PXS-5505, developed by Sydney-based pharmaceutical company Pharmaxis, is a first-in-class small-molecule selective mechanistic inhibitor irreversibly targeting the entire lysyl oxidase family (including LOX and LOXL1, LOXL2, LOXL3 and LOXL4). “PXS‐5505 returns the tumour microenvironment to a more ‘normal’ state by reducing fibrosis and decreasing tumour stiffness,” explains Jessica Chitty, the first author of the study. “This allows chemotherapy drugs to penetrate the tumours more easily, work more effectively, and destroy more cancer cells.”
For the current study, the team used two models of pancreatic cancer:
Evaluation of tumour desmoplasia (using picrosirius red staining and multiphoton microscopy imaging) showed PXS-5505 decreases chemotherapy-induced pancreatic tumour desmoplasia.
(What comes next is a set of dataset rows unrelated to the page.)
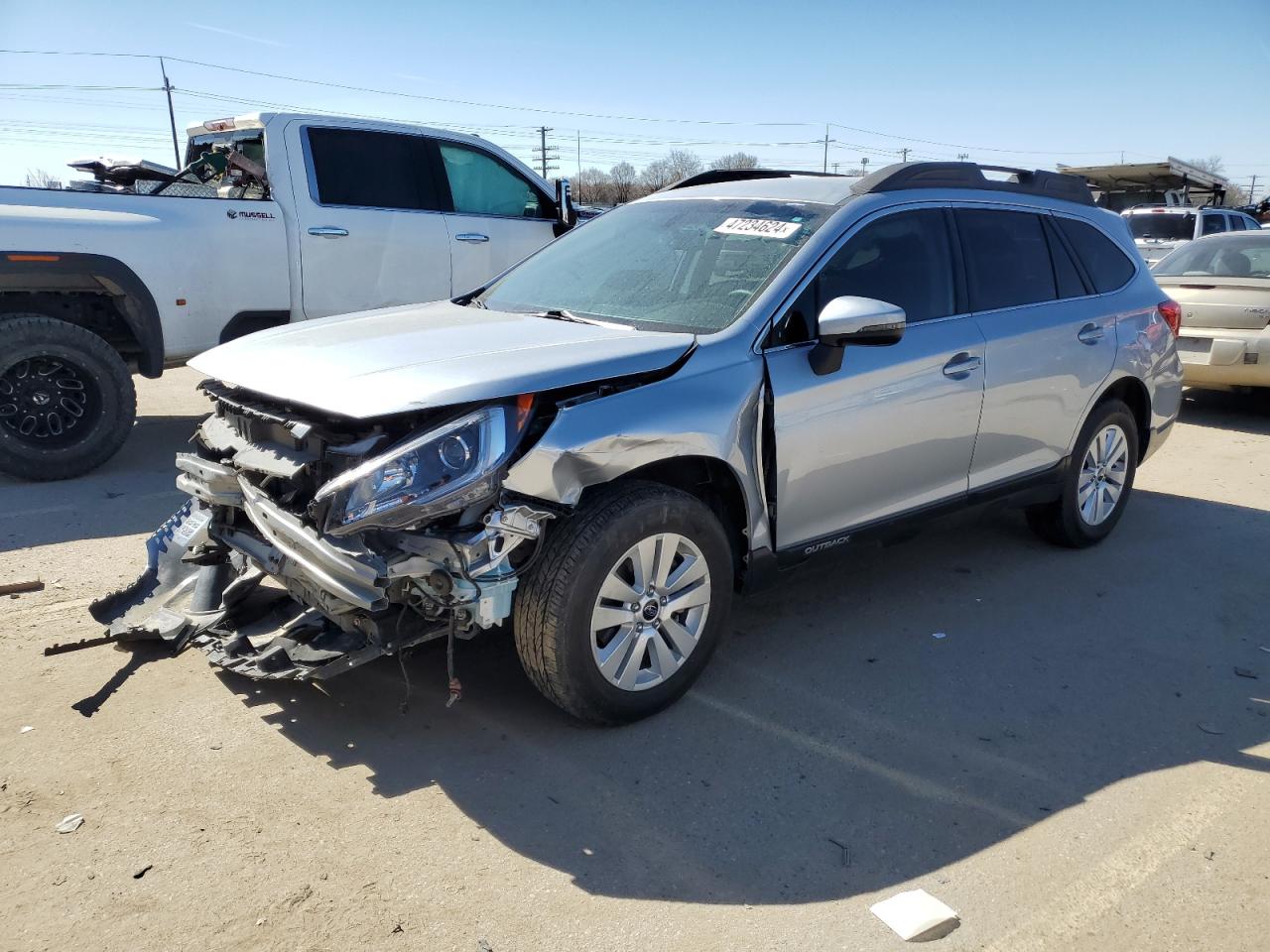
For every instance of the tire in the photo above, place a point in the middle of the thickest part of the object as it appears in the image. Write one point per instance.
(1075, 521)
(558, 603)
(66, 399)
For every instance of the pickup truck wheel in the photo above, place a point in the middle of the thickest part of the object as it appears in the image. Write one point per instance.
(1097, 484)
(66, 399)
(625, 603)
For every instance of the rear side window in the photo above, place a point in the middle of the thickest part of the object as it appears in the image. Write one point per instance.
(1006, 258)
(371, 169)
(480, 184)
(1107, 267)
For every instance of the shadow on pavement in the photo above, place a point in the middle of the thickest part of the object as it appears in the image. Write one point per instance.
(132, 493)
(1242, 413)
(833, 716)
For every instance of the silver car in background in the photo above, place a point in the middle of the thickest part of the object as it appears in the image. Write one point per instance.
(677, 402)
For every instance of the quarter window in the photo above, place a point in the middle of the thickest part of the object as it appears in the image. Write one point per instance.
(480, 184)
(1006, 258)
(1107, 267)
(371, 169)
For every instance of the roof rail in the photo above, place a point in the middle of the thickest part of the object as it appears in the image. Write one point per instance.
(712, 177)
(913, 176)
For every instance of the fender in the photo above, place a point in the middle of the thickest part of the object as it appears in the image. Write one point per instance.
(70, 272)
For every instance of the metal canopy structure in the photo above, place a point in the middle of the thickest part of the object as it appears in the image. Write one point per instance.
(1167, 181)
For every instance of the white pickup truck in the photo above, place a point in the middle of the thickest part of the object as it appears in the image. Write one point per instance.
(277, 217)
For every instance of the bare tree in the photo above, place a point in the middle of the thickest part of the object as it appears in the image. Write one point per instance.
(657, 175)
(39, 178)
(683, 163)
(594, 186)
(622, 178)
(735, 160)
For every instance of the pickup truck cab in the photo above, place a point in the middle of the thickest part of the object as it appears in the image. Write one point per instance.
(277, 217)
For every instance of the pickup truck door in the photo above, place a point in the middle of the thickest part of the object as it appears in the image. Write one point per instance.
(368, 217)
(893, 428)
(498, 218)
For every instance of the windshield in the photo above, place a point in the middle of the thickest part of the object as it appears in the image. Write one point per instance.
(1243, 257)
(681, 264)
(1162, 226)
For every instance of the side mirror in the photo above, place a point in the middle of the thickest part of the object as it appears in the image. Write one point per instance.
(853, 320)
(567, 216)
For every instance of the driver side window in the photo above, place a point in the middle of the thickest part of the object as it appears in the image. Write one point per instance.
(903, 259)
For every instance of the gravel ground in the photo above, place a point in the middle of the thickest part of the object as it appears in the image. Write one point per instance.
(1075, 766)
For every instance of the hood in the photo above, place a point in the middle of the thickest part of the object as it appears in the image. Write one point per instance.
(427, 356)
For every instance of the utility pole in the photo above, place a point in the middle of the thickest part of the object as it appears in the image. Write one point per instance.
(172, 116)
(545, 157)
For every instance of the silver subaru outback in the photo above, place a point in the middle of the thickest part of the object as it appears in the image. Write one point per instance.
(670, 404)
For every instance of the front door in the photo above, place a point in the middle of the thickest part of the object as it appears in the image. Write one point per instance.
(893, 429)
(370, 225)
(498, 216)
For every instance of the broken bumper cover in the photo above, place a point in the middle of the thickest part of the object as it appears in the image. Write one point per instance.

Examination of tumour stiffness (by unconfined compression analysis) showed that PXS-5505 decreases chemotherapy-induced stiffness.
Measurement of cancer cell invasion using a 3D organotypic invasion assay showed that the invaded field of view was significantly reduced for cells exposed to PXS-5505 plus gemcitabine compared to those exposed to gemcitabine alone (P=0.0019). Results in the KPC mouse model showed that the combination of PXS-5505 plus gemcitabine increased median survival from 125 days with gemcitabine alone to 171 days for the combination treatment (P=0.0338).
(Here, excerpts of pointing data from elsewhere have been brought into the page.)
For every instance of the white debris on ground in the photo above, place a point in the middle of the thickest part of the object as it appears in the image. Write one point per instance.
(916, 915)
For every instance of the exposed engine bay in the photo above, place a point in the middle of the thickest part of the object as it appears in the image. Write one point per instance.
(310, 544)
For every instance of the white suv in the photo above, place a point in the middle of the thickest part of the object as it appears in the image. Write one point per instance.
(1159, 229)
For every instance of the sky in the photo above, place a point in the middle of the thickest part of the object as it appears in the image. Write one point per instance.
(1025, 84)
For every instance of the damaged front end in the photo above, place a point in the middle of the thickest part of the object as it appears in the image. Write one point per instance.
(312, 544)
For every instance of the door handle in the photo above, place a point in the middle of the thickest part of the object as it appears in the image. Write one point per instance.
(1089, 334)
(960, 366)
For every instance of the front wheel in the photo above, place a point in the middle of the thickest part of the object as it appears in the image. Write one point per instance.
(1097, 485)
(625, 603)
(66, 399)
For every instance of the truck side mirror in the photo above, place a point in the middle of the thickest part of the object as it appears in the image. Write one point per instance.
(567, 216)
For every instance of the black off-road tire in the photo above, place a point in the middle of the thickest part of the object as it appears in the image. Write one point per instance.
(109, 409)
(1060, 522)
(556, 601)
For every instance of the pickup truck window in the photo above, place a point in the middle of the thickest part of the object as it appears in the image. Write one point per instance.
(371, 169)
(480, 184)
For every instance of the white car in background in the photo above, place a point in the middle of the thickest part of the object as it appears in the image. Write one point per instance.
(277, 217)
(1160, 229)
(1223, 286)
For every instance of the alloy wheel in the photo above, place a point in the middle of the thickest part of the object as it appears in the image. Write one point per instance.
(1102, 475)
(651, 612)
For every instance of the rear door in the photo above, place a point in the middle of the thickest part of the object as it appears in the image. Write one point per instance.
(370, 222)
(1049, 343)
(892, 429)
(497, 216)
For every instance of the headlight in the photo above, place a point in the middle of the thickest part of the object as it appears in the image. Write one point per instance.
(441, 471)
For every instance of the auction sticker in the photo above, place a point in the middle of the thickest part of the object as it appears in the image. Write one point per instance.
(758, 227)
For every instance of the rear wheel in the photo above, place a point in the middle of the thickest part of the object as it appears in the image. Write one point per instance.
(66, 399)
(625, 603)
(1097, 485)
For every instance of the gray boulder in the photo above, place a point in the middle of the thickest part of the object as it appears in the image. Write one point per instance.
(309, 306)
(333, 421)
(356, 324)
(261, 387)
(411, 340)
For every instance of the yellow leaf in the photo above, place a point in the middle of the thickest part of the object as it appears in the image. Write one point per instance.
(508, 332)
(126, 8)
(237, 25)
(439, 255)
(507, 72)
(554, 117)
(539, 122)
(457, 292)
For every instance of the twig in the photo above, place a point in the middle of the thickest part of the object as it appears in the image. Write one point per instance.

Preclinical data showed that PXS-5505 had excellent tolerability, no safety signals and no off-target activity on other amine oxidases. Furthermore, the oral pharmacokinetic profile of PXS-5505 showed fast absorption and clearance with a sufficiently long half-life to achieve significant inhibition of the lysyl oxidase family activity.
“These data strongly support the addition of PXS-5505 to gemcitabine potentiates the efficacy of chemotherapy and this study provides evidence that a pan-lysyl oxidase small-molecular-targeting approach can significantly improve gemcitabine efficacy,” write the authors.
Discussions are currently underway with clinical partners, says Cox, for a clinical trial of PXS-5505 in pancreatic cancer patients. “But we don’t have a start date yet,” he adds.
Undoubtedly, pancreatic cancer is not the only cancer that could benefit from PXS-5505. “Although not all cancers involve fibrotic tissue, many solid tumours do, and importantly, many therapies given to patients exacerbate the fibrotic nature of tumours,” says Cox. “Any tumour that is considered highly desmoplastic would potentially benefit from combination therapy (with PXS-5505). However, more work is needed before a definitive list can be drawn-up.”
Currently, a phase 1c/2a trial (MF-101) is underway in Australia, South Korea, Taiwan and the USA using PXS-5505 as monotherapy for myelofibrosis. This is a rare bone cancer where normal bone marrow is replaced with fibrous scar-like material (restricting the production of blood cells), and where lysyl oxidase is known to be upregulated. “Our preclinical trials show pan lysyl oxidase inhibitors slow the disease progression in primary myelofibrosis providing the rationale for initiating our first clinical trials as an anti-fibrotic monotherapy in myelofibrosis patients,” says Lara Perryman, a senior research scientist at Pharmaxis.